La otra escultura muestra el cuerpo de una mujer desnuda con su pequeño bebé en brazos, una clara metáfora del sufrimiento vivido por cada una de las madres que perdieron a sus hijos y también su vida.

Allí mismo, sobre la Calle principal que bordea la Universidad Copernicana hasta la Columna Zygmunta en pleno casco histórico (en un radio de 400 metros) puede verse una exposición fotográfica itinerante en la cual se observan los rostros de muchos de los que murieron en la guerra y también de sus descendientes, quienes conviven con sus recuerdos y han decidido mostrarlos al mundo entero. A un costado de la columna, también se deja ver el espacio sobre el cual se erigió el muro del Ghetto dividiendo a la ciudad en dos.

Zona de la Avenida Marszalkowska: cercana a la ex Torre de Control (Hoy Palacio de las Artes) y enfrente a la Iglesia Jahna Pavula II (Juan Pablo II) se encuentra uno de los edificios mejor conservados del ghetto, fácil de reconocer no sólo por sus fachadas derruidas y bombardeadas sino por que, además, tiene fotografías de quienes lo habitaron por entonces (La que más sorprende es una del rostro de una niña de un gran parecido a Ana Frank).
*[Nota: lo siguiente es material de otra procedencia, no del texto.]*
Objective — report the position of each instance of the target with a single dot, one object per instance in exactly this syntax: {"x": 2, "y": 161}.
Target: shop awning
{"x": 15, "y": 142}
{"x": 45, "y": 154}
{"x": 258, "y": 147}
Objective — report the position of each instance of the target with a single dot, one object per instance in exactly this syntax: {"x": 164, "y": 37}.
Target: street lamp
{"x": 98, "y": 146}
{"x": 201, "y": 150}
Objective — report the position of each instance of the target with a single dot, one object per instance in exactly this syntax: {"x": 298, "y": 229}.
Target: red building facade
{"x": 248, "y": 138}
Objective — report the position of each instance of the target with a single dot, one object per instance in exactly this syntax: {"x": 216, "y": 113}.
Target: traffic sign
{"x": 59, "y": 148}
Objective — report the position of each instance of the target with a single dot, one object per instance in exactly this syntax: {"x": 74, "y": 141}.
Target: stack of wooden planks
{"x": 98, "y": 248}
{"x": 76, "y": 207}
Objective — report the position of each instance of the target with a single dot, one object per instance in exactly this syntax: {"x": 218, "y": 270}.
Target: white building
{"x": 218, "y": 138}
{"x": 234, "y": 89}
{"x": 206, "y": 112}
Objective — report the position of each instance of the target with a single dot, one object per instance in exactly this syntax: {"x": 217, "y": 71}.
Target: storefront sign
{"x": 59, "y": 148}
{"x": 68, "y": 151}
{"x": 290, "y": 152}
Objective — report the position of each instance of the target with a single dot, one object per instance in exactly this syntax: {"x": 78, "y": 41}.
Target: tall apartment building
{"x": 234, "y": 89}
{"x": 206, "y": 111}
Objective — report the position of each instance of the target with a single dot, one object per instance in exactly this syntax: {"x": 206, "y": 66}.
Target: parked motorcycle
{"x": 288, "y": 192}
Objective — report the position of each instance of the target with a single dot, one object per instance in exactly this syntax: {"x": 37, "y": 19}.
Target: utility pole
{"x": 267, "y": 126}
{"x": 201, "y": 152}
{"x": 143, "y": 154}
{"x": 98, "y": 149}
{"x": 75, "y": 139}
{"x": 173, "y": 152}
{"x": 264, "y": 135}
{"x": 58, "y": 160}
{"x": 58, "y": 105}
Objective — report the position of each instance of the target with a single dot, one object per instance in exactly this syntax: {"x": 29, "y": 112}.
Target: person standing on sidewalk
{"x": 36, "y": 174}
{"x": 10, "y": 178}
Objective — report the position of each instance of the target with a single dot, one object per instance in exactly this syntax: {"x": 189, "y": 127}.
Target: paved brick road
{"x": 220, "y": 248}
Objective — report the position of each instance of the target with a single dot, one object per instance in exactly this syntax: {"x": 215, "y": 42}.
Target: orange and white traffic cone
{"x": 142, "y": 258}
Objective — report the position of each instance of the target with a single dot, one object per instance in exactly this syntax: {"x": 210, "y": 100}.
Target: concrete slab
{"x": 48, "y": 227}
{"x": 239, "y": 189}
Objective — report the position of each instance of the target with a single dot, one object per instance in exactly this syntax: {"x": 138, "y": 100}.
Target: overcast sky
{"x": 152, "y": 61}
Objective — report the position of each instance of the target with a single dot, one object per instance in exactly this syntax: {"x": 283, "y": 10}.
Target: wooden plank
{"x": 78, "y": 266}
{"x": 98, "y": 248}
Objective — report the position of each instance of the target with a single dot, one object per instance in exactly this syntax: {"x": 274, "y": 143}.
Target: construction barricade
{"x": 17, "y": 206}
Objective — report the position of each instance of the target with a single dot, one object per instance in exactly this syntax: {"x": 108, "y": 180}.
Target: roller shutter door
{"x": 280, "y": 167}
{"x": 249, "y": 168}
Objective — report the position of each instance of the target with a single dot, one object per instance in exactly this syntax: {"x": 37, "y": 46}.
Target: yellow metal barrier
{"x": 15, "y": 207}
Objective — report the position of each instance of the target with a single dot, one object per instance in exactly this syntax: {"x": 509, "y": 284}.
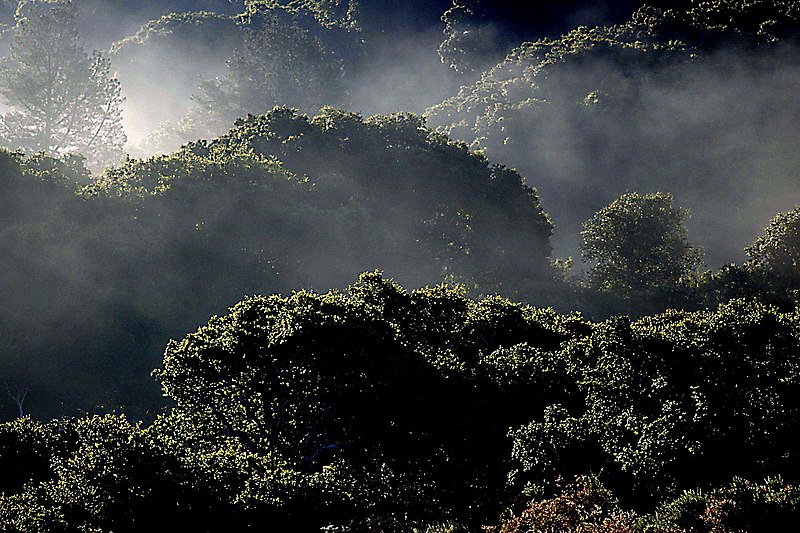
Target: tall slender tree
{"x": 61, "y": 99}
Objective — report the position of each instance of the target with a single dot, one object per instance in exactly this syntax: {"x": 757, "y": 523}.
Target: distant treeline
{"x": 97, "y": 278}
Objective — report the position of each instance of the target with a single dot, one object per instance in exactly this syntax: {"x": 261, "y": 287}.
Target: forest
{"x": 445, "y": 266}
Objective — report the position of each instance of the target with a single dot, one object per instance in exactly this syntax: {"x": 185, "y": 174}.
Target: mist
{"x": 112, "y": 274}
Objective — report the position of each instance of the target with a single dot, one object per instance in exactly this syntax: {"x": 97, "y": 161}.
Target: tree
{"x": 639, "y": 243}
{"x": 281, "y": 62}
{"x": 777, "y": 252}
{"x": 62, "y": 99}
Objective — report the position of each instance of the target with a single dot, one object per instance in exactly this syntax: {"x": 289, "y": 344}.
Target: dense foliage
{"x": 650, "y": 104}
{"x": 641, "y": 392}
{"x": 378, "y": 409}
{"x": 62, "y": 100}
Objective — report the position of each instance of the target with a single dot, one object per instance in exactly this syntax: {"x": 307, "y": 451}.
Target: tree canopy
{"x": 62, "y": 99}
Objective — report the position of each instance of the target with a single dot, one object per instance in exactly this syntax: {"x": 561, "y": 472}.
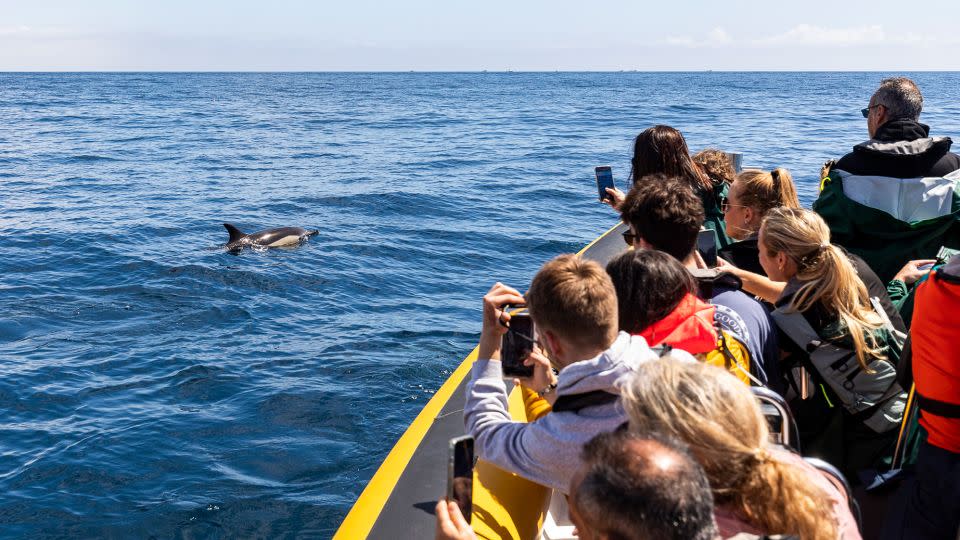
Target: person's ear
{"x": 781, "y": 260}
{"x": 882, "y": 113}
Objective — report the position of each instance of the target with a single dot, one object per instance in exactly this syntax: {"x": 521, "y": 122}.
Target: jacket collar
{"x": 904, "y": 138}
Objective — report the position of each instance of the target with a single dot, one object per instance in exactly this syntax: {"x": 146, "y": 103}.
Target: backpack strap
{"x": 576, "y": 402}
{"x": 937, "y": 407}
{"x": 870, "y": 395}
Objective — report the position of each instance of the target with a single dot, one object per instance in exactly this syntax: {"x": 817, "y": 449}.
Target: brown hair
{"x": 765, "y": 190}
{"x": 718, "y": 417}
{"x": 716, "y": 165}
{"x": 826, "y": 275}
{"x": 662, "y": 149}
{"x": 575, "y": 298}
{"x": 665, "y": 212}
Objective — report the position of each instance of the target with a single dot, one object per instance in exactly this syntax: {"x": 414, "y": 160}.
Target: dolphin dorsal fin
{"x": 235, "y": 233}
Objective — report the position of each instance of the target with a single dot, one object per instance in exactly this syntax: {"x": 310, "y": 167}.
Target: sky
{"x": 495, "y": 35}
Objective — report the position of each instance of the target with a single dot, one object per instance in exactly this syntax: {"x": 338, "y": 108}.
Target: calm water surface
{"x": 153, "y": 385}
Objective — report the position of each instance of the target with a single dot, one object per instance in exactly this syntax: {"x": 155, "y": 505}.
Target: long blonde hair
{"x": 826, "y": 275}
{"x": 717, "y": 416}
{"x": 765, "y": 190}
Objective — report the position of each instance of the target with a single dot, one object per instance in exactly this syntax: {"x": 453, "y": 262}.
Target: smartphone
{"x": 460, "y": 474}
{"x": 604, "y": 181}
{"x": 516, "y": 345}
{"x": 707, "y": 246}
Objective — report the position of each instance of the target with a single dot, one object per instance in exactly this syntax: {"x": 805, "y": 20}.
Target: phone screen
{"x": 516, "y": 345}
{"x": 460, "y": 475}
{"x": 604, "y": 181}
{"x": 707, "y": 246}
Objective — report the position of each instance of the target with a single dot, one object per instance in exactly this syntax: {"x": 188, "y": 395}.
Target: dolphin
{"x": 279, "y": 237}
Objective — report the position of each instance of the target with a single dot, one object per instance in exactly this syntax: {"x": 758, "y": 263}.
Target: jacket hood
{"x": 688, "y": 327}
{"x": 604, "y": 371}
{"x": 905, "y": 138}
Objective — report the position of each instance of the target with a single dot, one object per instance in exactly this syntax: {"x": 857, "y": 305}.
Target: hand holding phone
{"x": 460, "y": 475}
{"x": 707, "y": 246}
{"x": 517, "y": 345}
{"x": 604, "y": 181}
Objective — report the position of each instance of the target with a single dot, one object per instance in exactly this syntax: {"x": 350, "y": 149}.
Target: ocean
{"x": 154, "y": 385}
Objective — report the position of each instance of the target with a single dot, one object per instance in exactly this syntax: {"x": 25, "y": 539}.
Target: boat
{"x": 399, "y": 500}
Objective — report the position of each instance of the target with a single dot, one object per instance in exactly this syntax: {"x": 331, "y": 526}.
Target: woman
{"x": 662, "y": 149}
{"x": 847, "y": 402}
{"x": 757, "y": 489}
{"x": 752, "y": 194}
{"x": 656, "y": 299}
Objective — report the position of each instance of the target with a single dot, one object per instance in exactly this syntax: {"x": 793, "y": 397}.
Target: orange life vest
{"x": 935, "y": 337}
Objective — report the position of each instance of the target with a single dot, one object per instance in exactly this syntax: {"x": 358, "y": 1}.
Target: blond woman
{"x": 757, "y": 488}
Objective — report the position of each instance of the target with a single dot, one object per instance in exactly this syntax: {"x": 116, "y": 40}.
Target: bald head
{"x": 640, "y": 487}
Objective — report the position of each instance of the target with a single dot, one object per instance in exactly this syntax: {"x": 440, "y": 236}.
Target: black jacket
{"x": 901, "y": 149}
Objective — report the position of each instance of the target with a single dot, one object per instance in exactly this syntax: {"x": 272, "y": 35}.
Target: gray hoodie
{"x": 547, "y": 451}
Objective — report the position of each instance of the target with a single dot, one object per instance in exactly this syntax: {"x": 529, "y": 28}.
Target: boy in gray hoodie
{"x": 573, "y": 306}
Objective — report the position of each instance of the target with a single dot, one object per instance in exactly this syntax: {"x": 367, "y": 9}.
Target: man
{"x": 640, "y": 487}
{"x": 628, "y": 486}
{"x": 573, "y": 306}
{"x": 928, "y": 505}
{"x": 895, "y": 197}
{"x": 664, "y": 213}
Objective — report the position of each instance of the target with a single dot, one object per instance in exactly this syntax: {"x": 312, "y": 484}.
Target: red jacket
{"x": 689, "y": 327}
{"x": 936, "y": 366}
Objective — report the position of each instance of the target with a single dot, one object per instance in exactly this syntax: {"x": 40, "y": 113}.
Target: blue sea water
{"x": 153, "y": 385}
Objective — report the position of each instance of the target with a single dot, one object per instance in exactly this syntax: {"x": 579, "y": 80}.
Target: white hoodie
{"x": 547, "y": 451}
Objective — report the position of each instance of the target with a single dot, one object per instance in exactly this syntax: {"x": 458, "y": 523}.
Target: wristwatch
{"x": 547, "y": 390}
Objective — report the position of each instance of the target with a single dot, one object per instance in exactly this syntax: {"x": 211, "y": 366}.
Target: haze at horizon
{"x": 428, "y": 35}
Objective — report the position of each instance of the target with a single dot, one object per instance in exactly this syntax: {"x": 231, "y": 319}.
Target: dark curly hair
{"x": 665, "y": 212}
{"x": 649, "y": 284}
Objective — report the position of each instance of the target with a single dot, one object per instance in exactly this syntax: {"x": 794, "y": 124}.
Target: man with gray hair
{"x": 895, "y": 197}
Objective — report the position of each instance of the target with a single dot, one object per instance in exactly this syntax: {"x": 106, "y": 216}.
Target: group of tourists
{"x": 653, "y": 366}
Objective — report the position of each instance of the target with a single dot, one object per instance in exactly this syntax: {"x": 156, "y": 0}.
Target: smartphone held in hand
{"x": 516, "y": 346}
{"x": 604, "y": 181}
{"x": 460, "y": 474}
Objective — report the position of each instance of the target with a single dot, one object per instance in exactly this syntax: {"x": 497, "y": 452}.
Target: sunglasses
{"x": 725, "y": 205}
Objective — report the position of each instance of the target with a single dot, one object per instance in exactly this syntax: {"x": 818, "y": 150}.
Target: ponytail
{"x": 718, "y": 417}
{"x": 783, "y": 498}
{"x": 827, "y": 276}
{"x": 764, "y": 191}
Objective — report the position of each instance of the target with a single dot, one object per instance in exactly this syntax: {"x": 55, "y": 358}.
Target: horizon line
{"x": 457, "y": 71}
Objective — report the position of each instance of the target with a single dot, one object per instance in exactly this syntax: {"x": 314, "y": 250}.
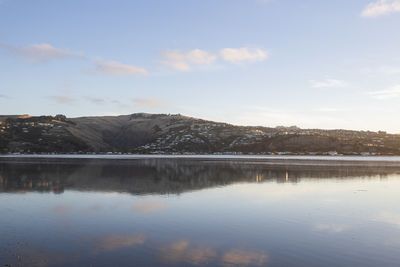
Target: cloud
{"x": 149, "y": 206}
{"x": 63, "y": 99}
{"x": 95, "y": 100}
{"x": 42, "y": 52}
{"x": 334, "y": 228}
{"x": 115, "y": 68}
{"x": 389, "y": 70}
{"x": 243, "y": 55}
{"x": 185, "y": 60}
{"x": 181, "y": 251}
{"x": 149, "y": 102}
{"x": 328, "y": 83}
{"x": 381, "y": 8}
{"x": 115, "y": 242}
{"x": 62, "y": 209}
{"x": 389, "y": 93}
{"x": 242, "y": 258}
{"x": 389, "y": 218}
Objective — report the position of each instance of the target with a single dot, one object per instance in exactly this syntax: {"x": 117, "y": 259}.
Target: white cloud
{"x": 115, "y": 68}
{"x": 381, "y": 8}
{"x": 244, "y": 54}
{"x": 42, "y": 52}
{"x": 62, "y": 99}
{"x": 149, "y": 102}
{"x": 334, "y": 228}
{"x": 95, "y": 100}
{"x": 389, "y": 93}
{"x": 389, "y": 218}
{"x": 389, "y": 70}
{"x": 185, "y": 60}
{"x": 328, "y": 83}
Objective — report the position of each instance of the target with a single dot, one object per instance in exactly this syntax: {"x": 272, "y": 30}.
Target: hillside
{"x": 165, "y": 133}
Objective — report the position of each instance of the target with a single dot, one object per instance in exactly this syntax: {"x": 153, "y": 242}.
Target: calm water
{"x": 184, "y": 212}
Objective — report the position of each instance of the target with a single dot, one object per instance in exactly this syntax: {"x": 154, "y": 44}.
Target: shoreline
{"x": 345, "y": 158}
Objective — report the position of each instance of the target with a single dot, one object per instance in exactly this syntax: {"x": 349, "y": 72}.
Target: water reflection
{"x": 163, "y": 176}
{"x": 197, "y": 213}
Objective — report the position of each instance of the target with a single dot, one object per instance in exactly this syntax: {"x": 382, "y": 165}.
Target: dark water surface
{"x": 184, "y": 212}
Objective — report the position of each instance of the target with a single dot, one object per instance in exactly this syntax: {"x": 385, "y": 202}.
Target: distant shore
{"x": 290, "y": 159}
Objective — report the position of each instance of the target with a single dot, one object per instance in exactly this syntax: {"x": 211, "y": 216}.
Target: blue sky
{"x": 310, "y": 63}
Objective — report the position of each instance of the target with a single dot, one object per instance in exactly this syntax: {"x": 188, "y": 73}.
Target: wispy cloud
{"x": 149, "y": 206}
{"x": 149, "y": 102}
{"x": 243, "y": 55}
{"x": 62, "y": 99}
{"x": 333, "y": 228}
{"x": 389, "y": 70}
{"x": 389, "y": 218}
{"x": 115, "y": 242}
{"x": 381, "y": 8}
{"x": 183, "y": 251}
{"x": 115, "y": 68}
{"x": 42, "y": 52}
{"x": 185, "y": 60}
{"x": 389, "y": 93}
{"x": 328, "y": 83}
{"x": 237, "y": 257}
{"x": 95, "y": 100}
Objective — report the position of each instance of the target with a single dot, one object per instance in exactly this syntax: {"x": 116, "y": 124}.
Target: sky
{"x": 310, "y": 63}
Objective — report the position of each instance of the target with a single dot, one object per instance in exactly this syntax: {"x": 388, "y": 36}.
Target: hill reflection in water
{"x": 166, "y": 176}
{"x": 187, "y": 212}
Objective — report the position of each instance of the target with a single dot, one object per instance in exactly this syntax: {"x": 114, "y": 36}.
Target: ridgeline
{"x": 143, "y": 133}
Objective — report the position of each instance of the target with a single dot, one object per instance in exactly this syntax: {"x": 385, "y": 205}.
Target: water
{"x": 198, "y": 212}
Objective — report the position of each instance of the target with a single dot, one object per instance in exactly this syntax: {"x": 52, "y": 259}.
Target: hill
{"x": 166, "y": 133}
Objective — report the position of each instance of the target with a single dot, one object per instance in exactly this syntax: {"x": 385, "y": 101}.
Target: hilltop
{"x": 165, "y": 133}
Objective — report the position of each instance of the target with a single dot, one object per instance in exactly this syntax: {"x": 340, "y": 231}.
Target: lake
{"x": 199, "y": 211}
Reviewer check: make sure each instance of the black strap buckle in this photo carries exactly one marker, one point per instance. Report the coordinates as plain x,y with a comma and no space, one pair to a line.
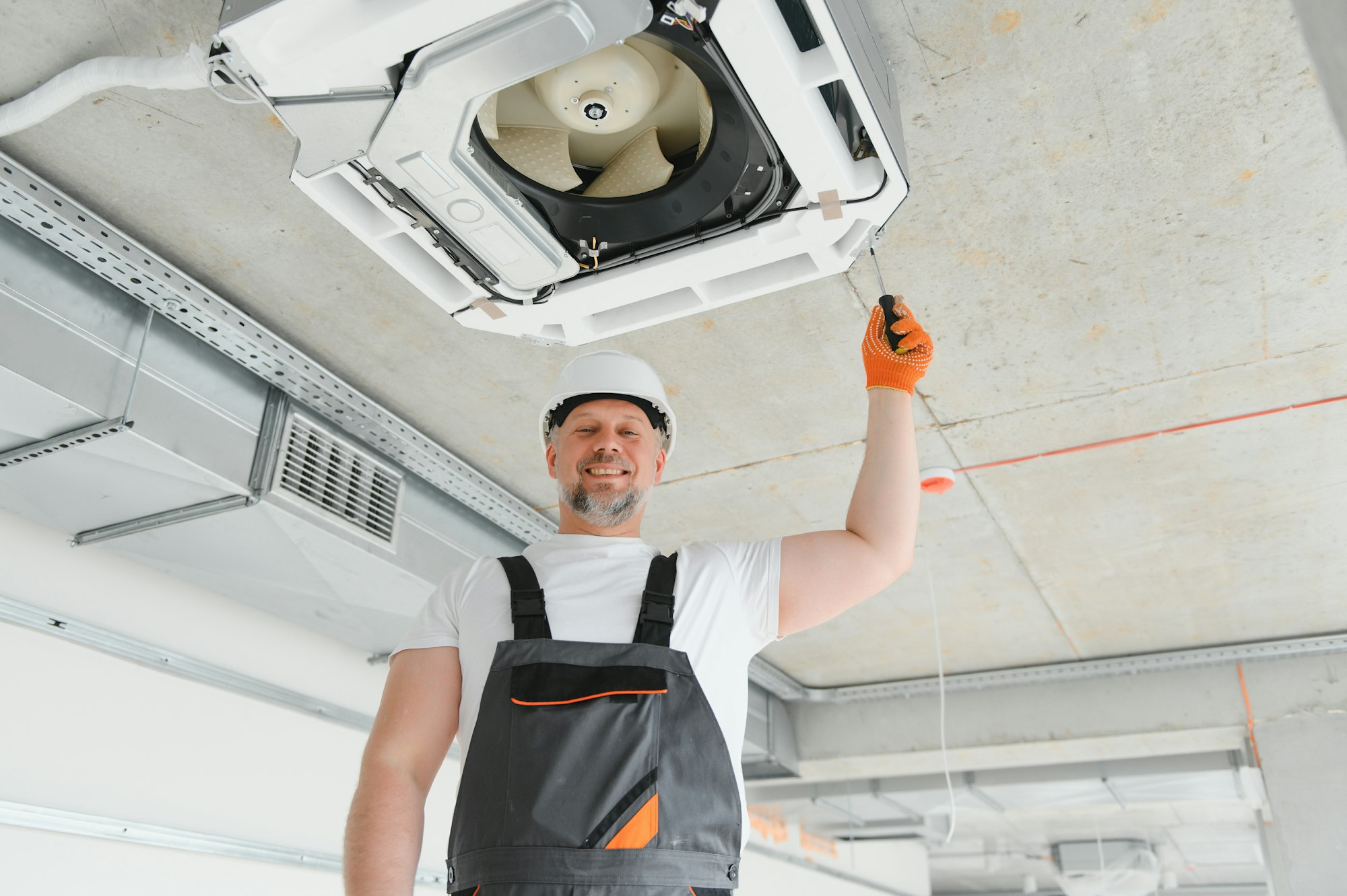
527,603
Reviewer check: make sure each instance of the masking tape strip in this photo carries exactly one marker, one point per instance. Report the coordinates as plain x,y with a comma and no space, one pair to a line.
830,205
490,307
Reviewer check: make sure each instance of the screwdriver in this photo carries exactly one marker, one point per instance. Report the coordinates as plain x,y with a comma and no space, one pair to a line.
888,304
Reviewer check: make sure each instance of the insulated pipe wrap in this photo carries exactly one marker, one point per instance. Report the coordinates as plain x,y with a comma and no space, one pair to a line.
187,71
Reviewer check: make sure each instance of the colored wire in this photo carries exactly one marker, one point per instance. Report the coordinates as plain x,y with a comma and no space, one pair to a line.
1148,435
1249,714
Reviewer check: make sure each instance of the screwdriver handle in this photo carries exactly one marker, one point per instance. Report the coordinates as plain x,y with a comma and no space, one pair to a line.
891,316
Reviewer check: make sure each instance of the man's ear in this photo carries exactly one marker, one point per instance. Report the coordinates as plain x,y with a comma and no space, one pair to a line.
659,466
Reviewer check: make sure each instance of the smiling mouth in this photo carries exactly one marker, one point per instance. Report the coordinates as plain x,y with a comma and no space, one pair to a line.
603,471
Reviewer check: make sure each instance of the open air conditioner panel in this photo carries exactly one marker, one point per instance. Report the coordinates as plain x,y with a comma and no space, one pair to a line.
634,147
573,170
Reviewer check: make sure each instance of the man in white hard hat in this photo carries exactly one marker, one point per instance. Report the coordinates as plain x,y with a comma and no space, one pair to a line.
599,761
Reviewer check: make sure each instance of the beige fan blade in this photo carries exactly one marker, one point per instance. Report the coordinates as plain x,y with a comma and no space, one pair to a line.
638,167
539,153
704,118
681,110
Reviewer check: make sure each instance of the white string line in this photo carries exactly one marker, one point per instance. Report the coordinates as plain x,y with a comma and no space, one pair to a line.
940,669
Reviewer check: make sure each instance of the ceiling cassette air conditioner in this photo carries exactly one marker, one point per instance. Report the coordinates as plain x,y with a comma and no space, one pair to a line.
570,170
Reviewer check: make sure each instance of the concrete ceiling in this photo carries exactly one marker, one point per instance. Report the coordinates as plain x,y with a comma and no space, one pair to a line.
1124,218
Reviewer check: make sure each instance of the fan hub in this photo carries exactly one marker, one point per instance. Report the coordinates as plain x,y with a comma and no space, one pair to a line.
604,92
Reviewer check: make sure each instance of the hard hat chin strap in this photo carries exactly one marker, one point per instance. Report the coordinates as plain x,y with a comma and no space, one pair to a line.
565,409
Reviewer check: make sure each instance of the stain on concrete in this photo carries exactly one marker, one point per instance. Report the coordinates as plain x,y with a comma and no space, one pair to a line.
1158,11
Monumento a la Insurrección de Varsovia: este complejo escultórico es un homenaje a las víctimas de la Insurrección contra los alemanes que tuvo lugar en agosto de 1944 y que cobró la vida de 200.000 polacos, entre ellos judíos. Dicho movimiento fue uno de los más feroces levantamientos del pueblo contra la ofensiva nazi. Frente a ella, se alza uno de los edificios públicos más monumentales de la ciudad y, en la zona verde que lo circunda, han puesto pegasus de colores como pedido de paz y en homenaje a la memoria colectiva que no olvida los horrores que hace menos de sesenta años se perpetraron en ese territorio.